The Boston Marathon is America’s iconic race, the oldest marathon in the country, and the most important.
Fifteen runners started the first race in 1897 but only 10 made it to the finish line.
The Boston Marathon is also special because you have to qualify.
They say that a New York Marathon shirt means someone got lucky in a race lottery.
A Boston Marathon shirt means they’ve run fast.
50 years ago, finishers at Boston were rewarded with a bowl of Dinty Moore beef stew.
Oh, and the runners were all male.
Women were banned from running marathons.
The universal thinking was that women were not physically equipped to endure the rigors of the marathon distance of 26.2 miles.
Apparently, the strain would cause women’s uteri to fall out or they would become musclebound and hairy.
Now nearly half of marathon entrants are women.
Number 261
Kathrine Switzer is the first woman to officially run the Boston Marathon.
While Roberta “Bobbi” Gibb ran the entire Boston Marathon, she didn’t have a bib.
Instead, she hid in the bushes near the start until the race began.
“Hub Bride First Gal to Run Marathon,” was the headline of the Record American.
Sports Illustrated described Gibb as “tidy-looking,” and noted that her “remarkable feat” and “personal triumph” may “do much to phase out the old-fashioned notion that a female is too frail for distance running.”
Switzer managed to score a bib in 1967 by signing up with her initials, K.V. Switzer.
On Monday, she did the Boston Marathon at age 70, wearing the same bib an official had tried to rip off in 1967.
A few miles in she saw a man with a felt hat and overcoat in the middle of the road shaking his finger at her as she passed.
Then, she heard the sound of leather shoes and knew something was wrong.
She wrote in her memoir:
“Instinctively I jerked my head around quickly and looked square into the most vicious face I’d ever seen.

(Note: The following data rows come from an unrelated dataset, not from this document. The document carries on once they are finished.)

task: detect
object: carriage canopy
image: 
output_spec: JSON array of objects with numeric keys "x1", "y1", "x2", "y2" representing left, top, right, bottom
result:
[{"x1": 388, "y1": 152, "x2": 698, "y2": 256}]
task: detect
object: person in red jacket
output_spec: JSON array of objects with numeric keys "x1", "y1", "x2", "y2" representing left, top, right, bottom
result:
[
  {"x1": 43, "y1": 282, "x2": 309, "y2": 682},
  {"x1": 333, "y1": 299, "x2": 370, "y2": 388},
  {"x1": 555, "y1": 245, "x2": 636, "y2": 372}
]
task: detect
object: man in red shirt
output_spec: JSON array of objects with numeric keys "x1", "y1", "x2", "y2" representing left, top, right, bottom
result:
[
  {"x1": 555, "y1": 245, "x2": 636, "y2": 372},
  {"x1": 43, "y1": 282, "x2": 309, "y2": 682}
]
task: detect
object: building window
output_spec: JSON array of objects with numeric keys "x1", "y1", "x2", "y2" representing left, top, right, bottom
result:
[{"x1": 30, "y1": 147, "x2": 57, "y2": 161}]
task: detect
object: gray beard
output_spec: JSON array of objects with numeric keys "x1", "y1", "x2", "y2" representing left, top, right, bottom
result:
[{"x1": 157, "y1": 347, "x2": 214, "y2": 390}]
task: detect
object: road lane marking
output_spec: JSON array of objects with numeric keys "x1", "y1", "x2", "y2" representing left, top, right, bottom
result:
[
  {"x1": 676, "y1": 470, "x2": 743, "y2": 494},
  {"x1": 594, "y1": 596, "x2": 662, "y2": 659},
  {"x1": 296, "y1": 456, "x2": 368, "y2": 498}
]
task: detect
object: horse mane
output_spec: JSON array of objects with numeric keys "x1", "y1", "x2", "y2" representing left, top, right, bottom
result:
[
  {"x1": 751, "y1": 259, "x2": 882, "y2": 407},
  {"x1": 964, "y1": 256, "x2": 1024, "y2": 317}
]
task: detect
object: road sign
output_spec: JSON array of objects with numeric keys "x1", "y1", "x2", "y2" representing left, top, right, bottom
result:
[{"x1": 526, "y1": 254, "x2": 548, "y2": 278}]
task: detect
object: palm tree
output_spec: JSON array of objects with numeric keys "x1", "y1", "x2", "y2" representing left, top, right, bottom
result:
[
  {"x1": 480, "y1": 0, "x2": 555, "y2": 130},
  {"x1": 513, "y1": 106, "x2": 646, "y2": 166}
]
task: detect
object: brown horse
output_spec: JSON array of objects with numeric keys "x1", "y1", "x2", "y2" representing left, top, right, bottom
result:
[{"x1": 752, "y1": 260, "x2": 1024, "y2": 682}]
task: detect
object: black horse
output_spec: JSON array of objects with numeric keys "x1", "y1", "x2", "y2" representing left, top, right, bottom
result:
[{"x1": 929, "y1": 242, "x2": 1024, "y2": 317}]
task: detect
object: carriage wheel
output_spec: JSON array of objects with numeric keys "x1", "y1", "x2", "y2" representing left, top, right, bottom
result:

A big man, a huge man, with bared teeth was set to pounce, and before I could react he grabbed my shoulder and flung me back, screaming, ‘Get the hell out of my race and give me those numbers!'”
It took a body block from her boyfriend to knock the official off the course.
Afterward, Boston Athletic Association director Will Cloney was asked his opinion of Switzer competing in the race.
Cloney said (about a 20-year old!)
“Women can’t run in the Marathon because the rules forbid it. Unless we have rules, society will be in chaos. I don’t make the rules, but I try to carry them out. We have no space in the Marathon for any unauthorized person, even a man. If that girl were my daughter, I would spank her.”
Over the years, Switzer has competed in more than 30 marathons, winning New York in 1974 in 3:07:29, and has worked as a television commentator.
She is the founder of 261 Fearless, a running club for women. The name comes from the number she wore in 1967.
It was retired after Monday’s Boston Marathon— just the second number that the marathon has retired.
Middle Name: Boston
Running the Boston Marathon was on Julie McGivery’s bucket list.
Crossing the finish line while 8 months pregnant was probably not the way she had planned to do it!
McGivery said it was a bittersweet moment when she found out she was pregnant with her second child on the same day she received her official acceptance letter to the Boston Marathon.
She said:
‘I can’t count how many times people yelled out, ‘Go Mama,’ or, ‘You’re my inspiration, you’re my hero.’ So it was certainly motivating to keep going.’
McGivery and her husband don’t yet know if they’re having a boy or a girl, but she said they have settled on a middle name.
“My husband has agreed that, maybe, the child’s middle name can be Boston, so that someday they’ll say, ‘Why is this my middle name?’ and I can tell them the story.”